Oleh Irfan Basri
Lima belas tahun sebelum Pergerakan Mahasiswa Islam Indonesia (PMII) lahir, (17 April 1960), Surabaya menjadi arena perang besar menghadapi invasi Inggris. Hampir sebulan sebelumnya (22 oktober 1945) Resolusi Jihad NU berkumandang.
Harga Proklamasi 17 Agustus 1945 sungguh mahal. Surabaya membayarnya. Dari 140 ribu kaum bersenjata, kurang lebih 40 ribu orang meregang nyawa. Dan tentu saja kaum santri dan rakyat adalah korban utama perjuangan ini.
Surabaya telah menjadi kota revolusi. Tak tanggung-tanggung, yang dilawan adalah Inggris, sang pemenang Perang Dunia ke-2. Mereka berpikir Surabaya bisa digertak lewat bombardemen dan parade persenjataan modern. Rakyat Surabaya pewaris kejayaan Majapahit tak kenal gentar. Inggris tak akan pernah lupa pada kegigihan para patriot Surabaya.
PMII lahir di Surabaya. Di atas monumen perlawanan rakyat paling heroik. Dalam jiwa revolusi gegap-gempita. Seperti Sarekat Islam dan NU, PMII hadir sebagai 'kontinuum' dari ikhtiar besar menjaga martabat bangsa dalam pergaulan Dunia. Karena itu jiwa PMII adalah jiwa Revolusi!.
Dalam diri PMII tertanam gen dan watak Perang Surabaya. Patriotisme mutlak menjadi ruh, jiwa, dan nalar pergerakan PMII. Karena itu, mari lanjutkan episode Perang Surabaya dalam konteks kekinian.
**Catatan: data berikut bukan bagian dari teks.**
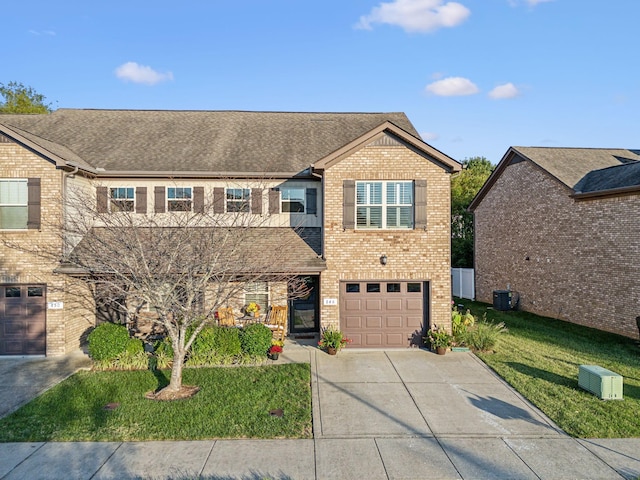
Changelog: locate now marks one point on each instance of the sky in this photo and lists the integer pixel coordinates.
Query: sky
(474, 76)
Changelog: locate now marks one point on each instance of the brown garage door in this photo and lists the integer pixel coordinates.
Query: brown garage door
(22, 320)
(378, 314)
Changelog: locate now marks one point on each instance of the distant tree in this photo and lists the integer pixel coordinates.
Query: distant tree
(464, 188)
(21, 99)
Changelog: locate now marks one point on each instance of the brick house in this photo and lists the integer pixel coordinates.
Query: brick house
(371, 197)
(561, 227)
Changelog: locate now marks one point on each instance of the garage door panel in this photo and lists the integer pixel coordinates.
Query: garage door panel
(389, 316)
(353, 322)
(394, 321)
(23, 320)
(373, 304)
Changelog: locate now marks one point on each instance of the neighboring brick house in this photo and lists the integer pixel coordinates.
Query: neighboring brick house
(561, 227)
(371, 197)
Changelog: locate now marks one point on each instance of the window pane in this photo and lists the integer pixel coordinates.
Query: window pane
(393, 288)
(35, 291)
(14, 217)
(13, 192)
(373, 288)
(353, 288)
(12, 292)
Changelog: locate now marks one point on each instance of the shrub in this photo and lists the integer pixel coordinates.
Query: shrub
(255, 339)
(483, 336)
(107, 341)
(214, 346)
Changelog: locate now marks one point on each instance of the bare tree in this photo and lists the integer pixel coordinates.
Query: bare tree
(182, 265)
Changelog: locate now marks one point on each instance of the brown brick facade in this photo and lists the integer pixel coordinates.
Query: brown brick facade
(422, 255)
(572, 260)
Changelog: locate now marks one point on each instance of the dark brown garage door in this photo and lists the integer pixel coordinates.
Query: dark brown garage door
(379, 314)
(22, 320)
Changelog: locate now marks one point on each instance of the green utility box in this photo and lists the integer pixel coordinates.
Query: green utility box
(603, 383)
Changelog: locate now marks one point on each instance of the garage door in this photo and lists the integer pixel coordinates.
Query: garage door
(22, 320)
(379, 314)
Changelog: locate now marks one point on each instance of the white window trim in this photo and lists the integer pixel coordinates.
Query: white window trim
(114, 201)
(384, 205)
(182, 200)
(25, 204)
(288, 201)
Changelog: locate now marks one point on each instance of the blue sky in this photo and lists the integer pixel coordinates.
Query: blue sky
(474, 76)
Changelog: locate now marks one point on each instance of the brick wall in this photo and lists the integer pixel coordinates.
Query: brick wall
(575, 261)
(422, 255)
(23, 266)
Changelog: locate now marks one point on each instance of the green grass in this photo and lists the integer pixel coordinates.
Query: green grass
(232, 403)
(540, 358)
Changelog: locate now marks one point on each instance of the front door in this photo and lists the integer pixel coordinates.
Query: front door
(303, 311)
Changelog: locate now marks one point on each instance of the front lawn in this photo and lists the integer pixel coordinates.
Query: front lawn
(236, 402)
(540, 357)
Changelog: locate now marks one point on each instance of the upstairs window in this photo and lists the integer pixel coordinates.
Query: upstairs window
(293, 200)
(121, 199)
(179, 199)
(238, 199)
(382, 205)
(14, 208)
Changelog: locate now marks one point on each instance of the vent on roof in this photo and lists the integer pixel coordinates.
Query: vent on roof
(603, 383)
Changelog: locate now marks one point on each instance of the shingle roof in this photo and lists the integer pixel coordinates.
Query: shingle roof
(196, 141)
(570, 165)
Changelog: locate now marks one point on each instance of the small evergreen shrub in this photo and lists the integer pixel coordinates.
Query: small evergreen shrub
(255, 339)
(107, 341)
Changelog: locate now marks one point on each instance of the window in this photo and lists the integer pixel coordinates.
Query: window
(179, 199)
(384, 205)
(257, 292)
(14, 209)
(122, 199)
(238, 199)
(293, 200)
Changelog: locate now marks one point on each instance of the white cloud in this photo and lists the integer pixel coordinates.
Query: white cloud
(132, 72)
(429, 136)
(416, 15)
(508, 90)
(452, 87)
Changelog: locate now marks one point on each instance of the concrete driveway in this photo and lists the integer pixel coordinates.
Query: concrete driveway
(398, 414)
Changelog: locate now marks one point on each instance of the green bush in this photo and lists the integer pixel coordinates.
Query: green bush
(255, 339)
(107, 341)
(483, 336)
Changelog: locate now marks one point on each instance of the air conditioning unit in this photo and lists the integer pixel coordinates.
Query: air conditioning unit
(603, 383)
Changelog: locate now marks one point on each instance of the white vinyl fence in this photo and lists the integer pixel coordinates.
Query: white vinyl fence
(463, 283)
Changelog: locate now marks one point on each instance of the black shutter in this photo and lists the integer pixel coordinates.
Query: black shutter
(33, 203)
(141, 200)
(159, 200)
(198, 199)
(348, 204)
(102, 199)
(218, 200)
(312, 201)
(256, 201)
(420, 200)
(274, 200)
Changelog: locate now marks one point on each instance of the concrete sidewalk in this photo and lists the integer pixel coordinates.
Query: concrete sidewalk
(398, 414)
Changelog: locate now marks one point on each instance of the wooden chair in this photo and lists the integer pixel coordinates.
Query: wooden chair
(277, 322)
(226, 318)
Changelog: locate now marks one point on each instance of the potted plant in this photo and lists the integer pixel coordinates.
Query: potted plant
(276, 349)
(332, 340)
(252, 309)
(439, 339)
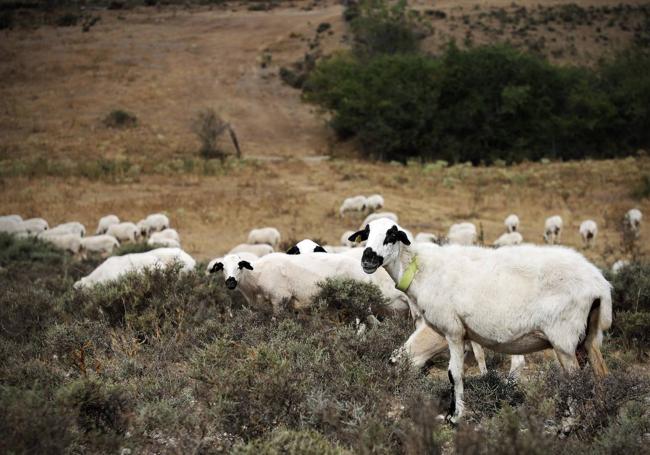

Dunia masih dikuasai oleh gabungan nekolim multipolar. Bangsa Indonesia tak boleh lengah dan menyerah. PMII adalah patriot sekaligus perisai Indonesia. Ingatlah Perang Surabaya tidak sebagai upacara seremonial, tapi sebagai palagan perang rakyat terbesar dalam masa Indonesia Modern!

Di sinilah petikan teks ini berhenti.